Sunday, 30 October 2011

1999 Westlife: I Have A Dream/Seasons In The Sun

I wonder what sort of Christmas they have over at the Westlife place? Is it all day party of food, drink, fun and good times, or do they sit around the table, crackers unpulled and turkey uneaten, stressing about all those worse off and remembering all the low points of the year just gone? Evidence tends toward the latter - there's never much of the easy going about Westlife's singles to date and this Christmas number one double A side isn't bucking any trends on that front.

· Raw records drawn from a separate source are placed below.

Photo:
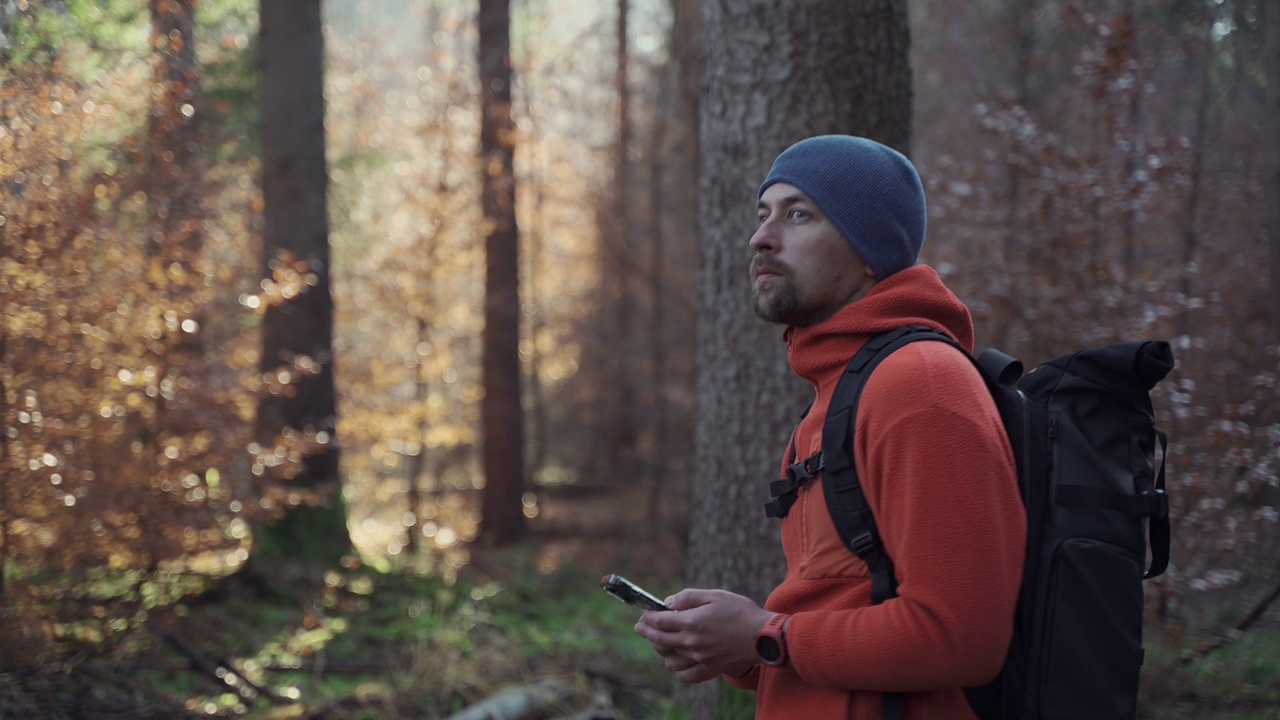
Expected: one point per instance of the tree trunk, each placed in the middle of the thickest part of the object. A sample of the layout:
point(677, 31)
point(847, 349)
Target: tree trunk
point(1270, 18)
point(297, 408)
point(776, 72)
point(502, 418)
point(173, 136)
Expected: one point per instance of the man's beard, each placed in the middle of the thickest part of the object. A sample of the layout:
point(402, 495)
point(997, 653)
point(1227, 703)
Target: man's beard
point(781, 304)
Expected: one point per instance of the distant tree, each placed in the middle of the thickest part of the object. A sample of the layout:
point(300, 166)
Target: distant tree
point(297, 406)
point(502, 417)
point(173, 135)
point(846, 71)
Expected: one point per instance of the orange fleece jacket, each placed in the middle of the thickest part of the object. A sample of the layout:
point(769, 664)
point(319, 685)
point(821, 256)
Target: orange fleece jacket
point(938, 474)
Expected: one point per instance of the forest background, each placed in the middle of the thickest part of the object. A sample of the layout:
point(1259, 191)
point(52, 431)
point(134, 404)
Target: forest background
point(236, 238)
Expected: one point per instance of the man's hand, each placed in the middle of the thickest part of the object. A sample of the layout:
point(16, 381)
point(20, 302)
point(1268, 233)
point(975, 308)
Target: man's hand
point(707, 633)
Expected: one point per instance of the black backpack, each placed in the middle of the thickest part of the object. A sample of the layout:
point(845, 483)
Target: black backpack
point(1083, 433)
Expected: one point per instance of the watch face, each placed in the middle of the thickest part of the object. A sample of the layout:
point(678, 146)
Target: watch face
point(768, 650)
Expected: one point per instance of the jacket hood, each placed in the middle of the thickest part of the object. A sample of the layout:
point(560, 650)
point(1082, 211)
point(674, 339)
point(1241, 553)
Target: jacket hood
point(914, 296)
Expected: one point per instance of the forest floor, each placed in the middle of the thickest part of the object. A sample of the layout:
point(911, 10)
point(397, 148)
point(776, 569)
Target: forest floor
point(525, 628)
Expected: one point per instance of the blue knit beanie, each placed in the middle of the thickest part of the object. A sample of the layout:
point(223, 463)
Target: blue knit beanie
point(871, 192)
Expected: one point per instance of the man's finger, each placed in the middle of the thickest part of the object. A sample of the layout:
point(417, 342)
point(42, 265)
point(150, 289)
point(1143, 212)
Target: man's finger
point(662, 620)
point(689, 598)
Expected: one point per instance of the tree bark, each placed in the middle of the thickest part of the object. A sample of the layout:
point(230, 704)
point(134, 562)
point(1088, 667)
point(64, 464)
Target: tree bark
point(297, 408)
point(502, 417)
point(1270, 18)
point(776, 72)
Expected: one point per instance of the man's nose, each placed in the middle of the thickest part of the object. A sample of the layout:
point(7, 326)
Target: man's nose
point(764, 240)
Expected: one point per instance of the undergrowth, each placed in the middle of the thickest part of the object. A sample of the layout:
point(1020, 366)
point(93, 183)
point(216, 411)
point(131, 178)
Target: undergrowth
point(398, 645)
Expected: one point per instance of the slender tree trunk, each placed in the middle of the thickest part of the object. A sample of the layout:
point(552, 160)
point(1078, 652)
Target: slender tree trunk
point(657, 345)
point(173, 139)
point(417, 463)
point(297, 408)
point(776, 72)
point(502, 418)
point(1196, 174)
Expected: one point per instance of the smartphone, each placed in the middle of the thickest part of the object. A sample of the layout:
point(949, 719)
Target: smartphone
point(630, 593)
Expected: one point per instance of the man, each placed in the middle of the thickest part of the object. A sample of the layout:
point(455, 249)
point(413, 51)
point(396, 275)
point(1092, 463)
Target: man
point(841, 223)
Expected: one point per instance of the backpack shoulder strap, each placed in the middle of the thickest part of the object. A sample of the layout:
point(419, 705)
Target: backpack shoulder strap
point(845, 499)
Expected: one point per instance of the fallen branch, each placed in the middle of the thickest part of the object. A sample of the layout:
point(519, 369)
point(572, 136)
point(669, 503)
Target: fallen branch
point(219, 670)
point(517, 703)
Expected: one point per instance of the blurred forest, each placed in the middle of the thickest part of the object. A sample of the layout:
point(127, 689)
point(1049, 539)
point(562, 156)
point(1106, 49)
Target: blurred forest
point(435, 331)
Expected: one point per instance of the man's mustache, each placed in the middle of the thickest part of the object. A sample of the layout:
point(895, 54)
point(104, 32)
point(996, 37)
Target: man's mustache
point(762, 264)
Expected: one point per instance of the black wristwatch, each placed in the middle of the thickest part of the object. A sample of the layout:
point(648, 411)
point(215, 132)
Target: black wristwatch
point(771, 643)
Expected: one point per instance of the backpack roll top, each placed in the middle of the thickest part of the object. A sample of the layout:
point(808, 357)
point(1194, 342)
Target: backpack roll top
point(1101, 501)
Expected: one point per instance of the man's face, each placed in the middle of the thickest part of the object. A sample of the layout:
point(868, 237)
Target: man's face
point(803, 270)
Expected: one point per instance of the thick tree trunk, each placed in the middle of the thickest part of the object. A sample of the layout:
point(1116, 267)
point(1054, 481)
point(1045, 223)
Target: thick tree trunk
point(297, 408)
point(502, 418)
point(1270, 17)
point(776, 72)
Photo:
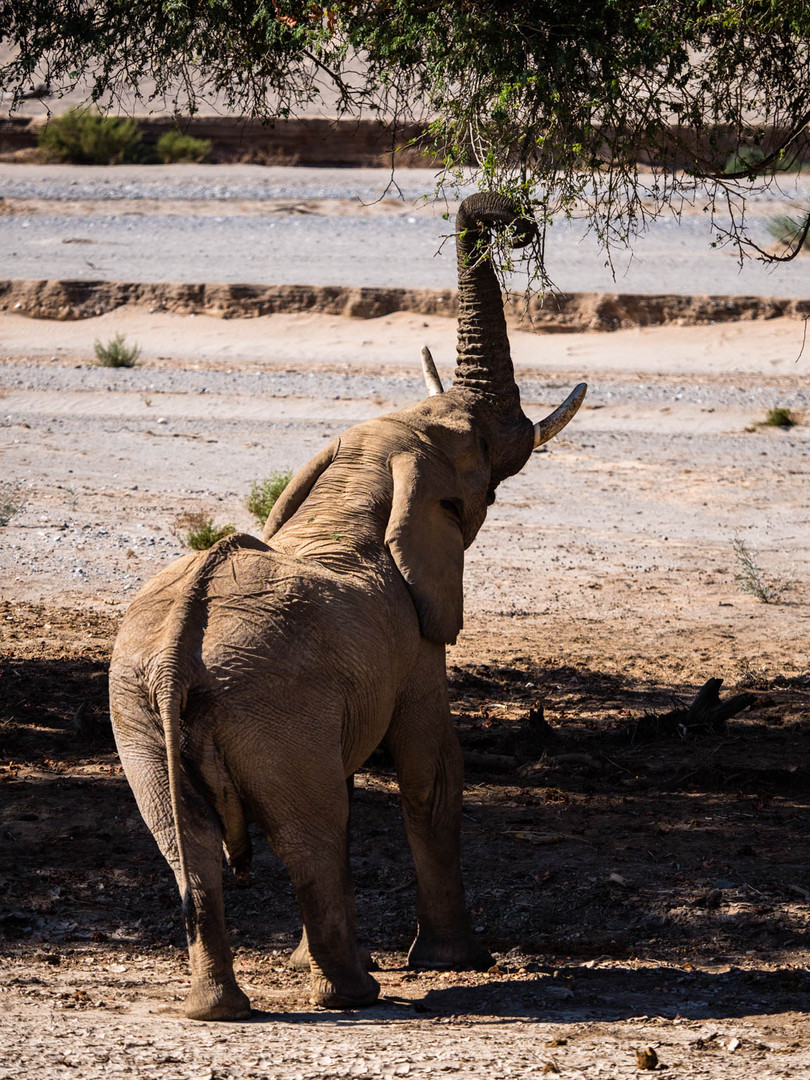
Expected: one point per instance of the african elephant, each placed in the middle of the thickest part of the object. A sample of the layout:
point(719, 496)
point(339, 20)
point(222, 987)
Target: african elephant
point(248, 682)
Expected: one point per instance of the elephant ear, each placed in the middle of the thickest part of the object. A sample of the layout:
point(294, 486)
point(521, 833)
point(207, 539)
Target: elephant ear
point(424, 538)
point(298, 488)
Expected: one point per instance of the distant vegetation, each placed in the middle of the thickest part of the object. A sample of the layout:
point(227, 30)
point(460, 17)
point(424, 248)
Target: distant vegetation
point(780, 417)
point(116, 353)
point(752, 579)
point(174, 146)
point(264, 494)
point(199, 531)
point(85, 137)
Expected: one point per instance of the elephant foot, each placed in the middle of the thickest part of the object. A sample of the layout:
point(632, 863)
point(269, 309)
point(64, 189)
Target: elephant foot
point(360, 994)
point(211, 1000)
point(299, 959)
point(434, 953)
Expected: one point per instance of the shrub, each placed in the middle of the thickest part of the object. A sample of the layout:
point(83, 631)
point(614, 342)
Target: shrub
point(780, 417)
point(115, 353)
point(751, 579)
point(174, 146)
point(262, 496)
point(200, 530)
point(12, 500)
point(85, 137)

Originally a number 2 hit for Abba in 1979 , 'I Have A Dream' was never a 'Christmas song' per se, but its sleighride jaunt and lyrics about angels meant there was no need to quibble over small change; it was festive enough. Unfortunately, the light and breezy melody that made it so sounds rather less so after Westlife transfuse a ton of their readymix into its veins. True to form, their heavy handedness creates a Frankenstein's monster of a song that kills, crushes and destroys the fragile delight of the Abba original by replacing its slippers with hobnail boots which it proceeds to stomp around in. By the time the choir of kids appears at the climax, the whole thing has stumbled off the edge of a cliff into the rollers below where, being as indestructible as nuclear waste, it keeps on singing until the tide carries it out of earshot.


'Seasons In The Sun' could never be classed as a 'Christmas song' no matter which way you cut it, and coupling Abba's song of hope with Brel and McKuen's deathbed reminisces makes for an odd pairing at any time of the year, let alone Christmas.* At least now the "Goodbye my friend it's hard to die" gave the boys something suitably grim to sink their serious teeth into, and they do with aplomb, but 'Seasons In The Sun' is a song written for one voice and by breaking it up so that each of the quintet gets a turn then it defuses the 'message' of the lyric until it becomes a Chinese whisper, shorn of its emotional charge by a confidence totally absent from the quivering longing of Terry Jacks' original which made it such a delight/horror (take your pick on that one). But whatever, even Scrooge would think twice about giving this a spin on Christmas morning.



* In order to provide some linking narrative, both tracks are shot through with a good blast of a penny whistle. No doubt it was meant to remind us where these boys hail from, but it's sheen is as authentically Irish as an O'Neils bar in Cardiff.